GENETIC DETECTION AND PATHOLOGICAL FINDING OF BVDV AND BHV-1 IN CAMEL CALVES

GENETIC DETECTION AND PATHOLOGICAL FINDING OF BVDV AND BHV-1 IN CAMEL CALVES

JEHAN A. GAFER^*; THANAA K. HASSANEEN ^**; HALA A. SALEM^*** and MADBOLY. M^****

^*Biotechnology Unit, Animal Reproduction Research Institute

^**Pathology Department,Animal Reproduction Research Institute

^*** Reproduction Disease Department, Animal Reproduction Research Institute

^****Camel Research Department, Animal Production Research Institute.

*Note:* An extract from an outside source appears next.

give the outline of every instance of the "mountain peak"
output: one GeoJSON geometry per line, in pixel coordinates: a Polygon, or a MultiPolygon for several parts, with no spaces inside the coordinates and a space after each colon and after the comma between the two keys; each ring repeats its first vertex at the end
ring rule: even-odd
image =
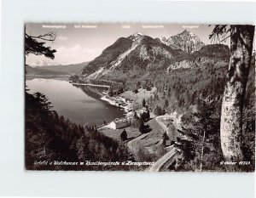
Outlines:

Email: jehan.gafer@gmail.com                                                                                Assiut University web-site: www.aun.edu.eg

INTRODUCTION

Camels are considered an important source for human food, transportation and entertainment especially in the Arab countries (Mohamed et al., 2013).

Contrary to the OIE rules, camels enter Egypt officially without any virological investigation, or sufficient period for quarantine. Therefore, the continuous importation of viraemic camels, from Sudan was the main source of many critical viral outbreaks in Egypt (Abd-Elrahim et al., 1999; Mohamed et al., 2013).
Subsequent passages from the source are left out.